The West Wing star plays high-flying US cop, Bill Hixon, who is appointed Chief Constable of the East Lincolnshire Police Force in the UK. The series is produced by 42, Shiver and Anonymous Content for ITV and launches later this year.
“The interesting sort of flavor of it was what drew me to it, it’s tone really. I love these shows, I love Fargo, Better Call Saul, I love these shows where there’s a titular hero in the middle of it, but surrounded in a world in that is very odd, very different and really authentically intense and violent, and then really really sweet and emotional and then really really funny, all at once. And it’s hard to do and our writers pulled a rabbit out of a hat,” he told Deadline. “The fish-out-of-water genre is always great when it works. But a lot of times people herniate themselves trying to make up a fish-out-of-water excuse. And this is actually real, this is a real thing. The original concept of Bill, because there was a moment in time when an American [policeman] was going to be the Chief of Police in London, and people kind of went nuts and at the last second it didn’t happen. But that was the impetus for it because it could have happened.”
The show was created by The Hunted writer David Griffiths and then Awake creator Kyle Killen came on board with Silent Witness writers Dudi Appleton and Jim Keeble. Lowe acts as an exec producer as well as on-screen star.
It is the Parks and Recreation star’s first foray into television outside of the U.S. “I’ve done traditional network shows and the other thing I wanted to do was something that felt different, you know that felt like a streaming show. Even the long speech that I give with the long push in, that’s an uninterrupted one and a half minute take. You just don’t get an opportunity to do that kind of work very often, and you get to do it here. Also everybody in this show, all the actors that I’ve been lucky enough to work with, just bring it every day. And that helps me raise my game a lot,” he said. “I came to do a larger than life character and to do something really original and different and when I read the first script, the tone of this show really spoke to me because it’s so authentic to this very odd place of Boston Lincolnshire and to put a show in that world, that has the authenticity and the grit to it, but also has the humor, and to play the character of Wild Bill was something new and something I thought that would feel fresh,” he added.
Lowe’s Hixon is an analytics expert, a Moneyball-for-police type and he is in Lincolnshire to help bring down the crime rate, while also dealing with his suicidal young daughter.
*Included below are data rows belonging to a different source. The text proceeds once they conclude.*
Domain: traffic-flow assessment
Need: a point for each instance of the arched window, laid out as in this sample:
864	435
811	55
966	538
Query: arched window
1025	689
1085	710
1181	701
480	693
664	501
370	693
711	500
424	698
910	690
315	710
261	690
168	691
He said that its Fargo or Better Call Saul meets a story-of-the-week procedural. “What I like about the show is that it’s a character study of Bill, dressed up as a procedural. He’s a guy at a crossroads in his life, he is recently widowed, his daughter is in real trouble, he’s been kicked out of his last big job as the police commissioner in Miami, he’s kind of on the run really, he needs to find himself. And the irony that he would have to come to Boston, Lincolnshire to find himself? I think is really kind of fun. All of the crimes that we do on the show, the procedural element of the show, exists solely so that Bill can learn something about himself.”
This story-of-the week style is something that ITV has been craving, having seen drama dominated by high concept serialized shows in recent years. ITV head of drama Polly Hill told Deadline that it was “really hard to find an original and distinctive and different kind of show”
“It’s genuinely difficult to find something that feels like it stands out and is doing something different, and this just does. It’s the character, Bill, it’s the idea that it’s Rob in Lincolnshire, an American cop in Lincolnshire, for me I was in, I was like god that’s crazy, but I like it, I want to watch that. And the scripts were really good. I’ve been asking for a story of the week show for so long, and no one wants to write them. Everything is serialized. So there was that perfect combination, we’ve got a character that feels distinctive and we’ve got Rob who’s always involved, and was like, OK, I can see that character, it’s brilliant that it’s him, I couldn’t imagine doing it with anyone else. It really made sense,” she added.
ITV Studios Global Entertainment will be shopping the series to international broadcasters at Mip TV, having given it a big push at its recent Drama Festival in London. Deadline understands that ITVSGE is in conversations with a number of U.S. broadcasters and streaming services. Lowe is confident that it will sell as well as his past network shows. “I think we are in a moment in time where the answer [to whether it will sell well internationally] is yes.”